The Hidden Church of the Holy Graal | by Arthur Edward Waite

The Hidden Church of the Holy Grail

The Hidden Church of the Holy Graal by Arthur Edward Waite
(Rebman Limited, 1909, 713 pages)

This is a very strange book. A. E. Waite was an English writer who produced scholarly research on mystical, occult, and esoteric themes. Despite their academic quality, Waite’s books on these subjects are not simply detached observations about the development of occult practices and secret societies. Waite himself was a Freemason and a member of the Hermetic Order of the Golden Dawn. He eventually founded his own order, the Fellowship of the Rosy Cross, which fused interests in occult and magical practices with Christianity.

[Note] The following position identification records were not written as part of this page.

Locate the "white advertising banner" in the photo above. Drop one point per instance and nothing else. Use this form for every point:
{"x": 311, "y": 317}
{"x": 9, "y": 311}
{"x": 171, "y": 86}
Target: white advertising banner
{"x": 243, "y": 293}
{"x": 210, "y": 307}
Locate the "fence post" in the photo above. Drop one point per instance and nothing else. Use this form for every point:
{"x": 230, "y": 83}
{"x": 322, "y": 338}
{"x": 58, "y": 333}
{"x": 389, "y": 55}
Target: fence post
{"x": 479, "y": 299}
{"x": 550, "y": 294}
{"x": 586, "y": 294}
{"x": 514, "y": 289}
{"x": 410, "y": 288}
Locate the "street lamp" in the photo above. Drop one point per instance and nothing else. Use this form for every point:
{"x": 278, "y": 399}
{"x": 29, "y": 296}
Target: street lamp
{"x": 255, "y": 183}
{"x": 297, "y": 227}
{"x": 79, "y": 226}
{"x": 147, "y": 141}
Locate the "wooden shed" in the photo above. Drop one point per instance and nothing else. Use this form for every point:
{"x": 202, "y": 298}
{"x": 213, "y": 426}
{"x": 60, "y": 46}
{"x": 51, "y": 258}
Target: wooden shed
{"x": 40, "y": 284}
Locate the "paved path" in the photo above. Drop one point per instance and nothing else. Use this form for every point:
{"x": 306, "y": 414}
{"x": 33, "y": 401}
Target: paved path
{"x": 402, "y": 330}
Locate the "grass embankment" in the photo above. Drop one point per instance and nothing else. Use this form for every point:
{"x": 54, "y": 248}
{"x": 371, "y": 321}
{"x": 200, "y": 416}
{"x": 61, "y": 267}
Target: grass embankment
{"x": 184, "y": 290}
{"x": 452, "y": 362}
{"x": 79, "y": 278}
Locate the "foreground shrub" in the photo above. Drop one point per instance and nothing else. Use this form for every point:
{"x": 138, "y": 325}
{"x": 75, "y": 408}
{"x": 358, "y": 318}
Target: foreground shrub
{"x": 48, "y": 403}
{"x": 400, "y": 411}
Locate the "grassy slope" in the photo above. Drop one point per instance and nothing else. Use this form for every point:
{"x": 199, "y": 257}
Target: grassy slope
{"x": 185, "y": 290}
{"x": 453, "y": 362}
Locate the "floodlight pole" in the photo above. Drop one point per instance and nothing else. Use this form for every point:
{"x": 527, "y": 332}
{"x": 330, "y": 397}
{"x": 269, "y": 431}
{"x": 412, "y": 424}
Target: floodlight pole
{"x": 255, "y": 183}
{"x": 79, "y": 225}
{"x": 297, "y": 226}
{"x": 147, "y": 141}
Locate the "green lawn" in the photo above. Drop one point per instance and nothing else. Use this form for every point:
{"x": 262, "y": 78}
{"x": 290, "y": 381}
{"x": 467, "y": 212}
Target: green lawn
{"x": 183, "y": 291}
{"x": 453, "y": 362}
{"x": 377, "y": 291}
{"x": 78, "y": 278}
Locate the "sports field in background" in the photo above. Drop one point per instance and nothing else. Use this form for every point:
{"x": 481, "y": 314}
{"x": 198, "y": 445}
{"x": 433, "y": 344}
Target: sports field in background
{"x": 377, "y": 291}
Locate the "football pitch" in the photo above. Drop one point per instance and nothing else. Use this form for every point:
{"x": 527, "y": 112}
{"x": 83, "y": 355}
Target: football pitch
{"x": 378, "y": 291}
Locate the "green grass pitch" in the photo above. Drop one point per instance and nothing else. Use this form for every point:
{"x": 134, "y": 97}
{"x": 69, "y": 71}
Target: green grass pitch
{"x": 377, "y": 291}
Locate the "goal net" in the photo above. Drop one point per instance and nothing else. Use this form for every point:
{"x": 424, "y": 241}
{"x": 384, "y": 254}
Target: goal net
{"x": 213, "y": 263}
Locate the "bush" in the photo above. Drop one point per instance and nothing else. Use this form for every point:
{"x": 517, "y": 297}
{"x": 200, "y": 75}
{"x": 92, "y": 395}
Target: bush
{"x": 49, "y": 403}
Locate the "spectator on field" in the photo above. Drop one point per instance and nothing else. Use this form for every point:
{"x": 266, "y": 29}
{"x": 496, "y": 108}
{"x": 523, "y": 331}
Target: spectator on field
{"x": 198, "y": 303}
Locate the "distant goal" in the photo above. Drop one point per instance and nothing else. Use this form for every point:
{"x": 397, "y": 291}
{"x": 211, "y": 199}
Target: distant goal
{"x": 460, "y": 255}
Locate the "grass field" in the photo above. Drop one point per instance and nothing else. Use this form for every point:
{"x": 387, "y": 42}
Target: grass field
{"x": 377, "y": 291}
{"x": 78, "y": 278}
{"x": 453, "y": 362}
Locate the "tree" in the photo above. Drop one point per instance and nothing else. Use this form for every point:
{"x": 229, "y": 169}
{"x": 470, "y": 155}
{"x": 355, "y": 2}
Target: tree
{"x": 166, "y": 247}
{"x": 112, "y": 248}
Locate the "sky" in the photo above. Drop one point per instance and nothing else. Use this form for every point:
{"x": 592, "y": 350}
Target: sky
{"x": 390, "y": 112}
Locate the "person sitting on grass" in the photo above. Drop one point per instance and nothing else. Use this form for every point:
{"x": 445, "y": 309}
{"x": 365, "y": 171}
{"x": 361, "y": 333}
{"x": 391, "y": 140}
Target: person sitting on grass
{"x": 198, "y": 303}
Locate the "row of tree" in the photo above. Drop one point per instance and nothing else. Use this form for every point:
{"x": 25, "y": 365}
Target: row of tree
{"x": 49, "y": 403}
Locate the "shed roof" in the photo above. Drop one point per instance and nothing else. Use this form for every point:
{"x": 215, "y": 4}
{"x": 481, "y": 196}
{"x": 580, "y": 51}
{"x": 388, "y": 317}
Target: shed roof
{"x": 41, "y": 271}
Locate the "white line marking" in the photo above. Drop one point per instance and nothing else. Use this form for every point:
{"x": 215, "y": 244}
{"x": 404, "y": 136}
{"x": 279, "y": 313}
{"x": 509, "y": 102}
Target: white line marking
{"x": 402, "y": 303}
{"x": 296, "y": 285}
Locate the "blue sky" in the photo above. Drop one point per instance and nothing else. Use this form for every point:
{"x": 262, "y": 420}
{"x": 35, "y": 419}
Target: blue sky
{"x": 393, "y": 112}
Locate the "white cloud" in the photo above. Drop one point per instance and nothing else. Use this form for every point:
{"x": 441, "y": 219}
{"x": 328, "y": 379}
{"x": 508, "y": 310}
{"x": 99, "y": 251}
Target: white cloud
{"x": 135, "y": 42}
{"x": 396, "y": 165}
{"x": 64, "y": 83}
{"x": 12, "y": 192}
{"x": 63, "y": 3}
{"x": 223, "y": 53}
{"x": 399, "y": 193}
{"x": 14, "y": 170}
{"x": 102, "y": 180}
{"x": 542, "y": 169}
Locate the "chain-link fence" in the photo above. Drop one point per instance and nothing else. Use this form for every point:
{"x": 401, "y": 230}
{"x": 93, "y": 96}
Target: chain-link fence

In The Hidden Church of the Holy Graal, Waite provides an extensive study of the textual sources that make up the legends of the Holy Grail. Grail legends which traced the progress of the chalice from the table at the Last Supper and into Europe were ubiquitous in the medieval period. Waite compares the Celtic, English, German, and French versions of those legends, which are mixtures of Christian allegories and pagan folk-tales. The study is extremely thorough (and by thorough I mean boring), but tracing an extensive history of these texts serves a different purpose than simply academic record keeping. In the Introduction, Waite says that he is “about to set forth after a new manner, and chiefly for the use of English mystics, the nature of the mystery which is enshrined in the old romance-literature of the Holy Graal” (vi). The book is ultimately about the practice of hermetic rituals as it is about literary archaeology.

Waite believes that the various manifestations of these legends point to an actual phenomenon, what he calls an “arch-natural Eucharist.” As varied as the legends are, Waite sees them as pointing to a set of secret rites centered on the Grail that are known to only a few (the “secret Church”) and embody the true spiritual meaning of the official Church and its Eucharist. Waite writes in a way that indicates personal knowledge of this “secret Church” and its rites, but he is pretty cagey about the details.

My interest in this book, and in Waite more generally, springs from the influence that it exerted on Charles Williams. Williams’ novels contain occult themes, and he was a member of Waite’s Fellowship of the Rosy Cross for a time. The imaginative impact that Waite had on Williams is most evident in Williams’ two volumes of Arthurian poetry, Taliessin through Logres and The Region of the Summer Stars.

Easter Vigil and Other Poems | by Karol Wojtyla

Easter Vigil and Other Poems

Easter Vigil and Other Poems by Karol Wojtyla;
Translated by Jerzy Peterkiewicz
(Random House, 1979, 82 pages)

The poems in this collection were written before Karol Wojtyla became Pope John Paul II in 1978. In the introduction, Jerzy Peterkiewicz notes that the poems “indicate different stages in the spiritual growth of the future Pope” (x). They were written between 1950 and 1966, and they reflect on Marian themes, the mystery of natural elements (like water and stone), the nature of work, the nature of the Church, and the surprise of the Resurrection.

Wojtyla was writing in the context of the Communist government of postwar Poland, and there is a requisite heaviness to many of these poems. Despite the serious and sometimes bleak quality of some the poems, one of the themes that came through the clearest to me as I read them was the way in which work, even hard labor, can reveal the dignity of human beings. In “Inspiration” Wojtyla observes that “man matures through work/which inspires him to difficult good” (28).

Wojtyla is also capable of creating some striking images, as in, “The Samaritan Woman” where he depicts the Samaritan woman’s encounter with Jesus at a well. The well mediates the encounter between the two, and the woman reflects on the meeting: “No one between us but light/deep in the well, the pupil of the eye/set in an orbit of stones” (12).

These poems are quite beautiful, and they afford a fascinating look into the early artistic life of one of the twentieth century’s most important public figures.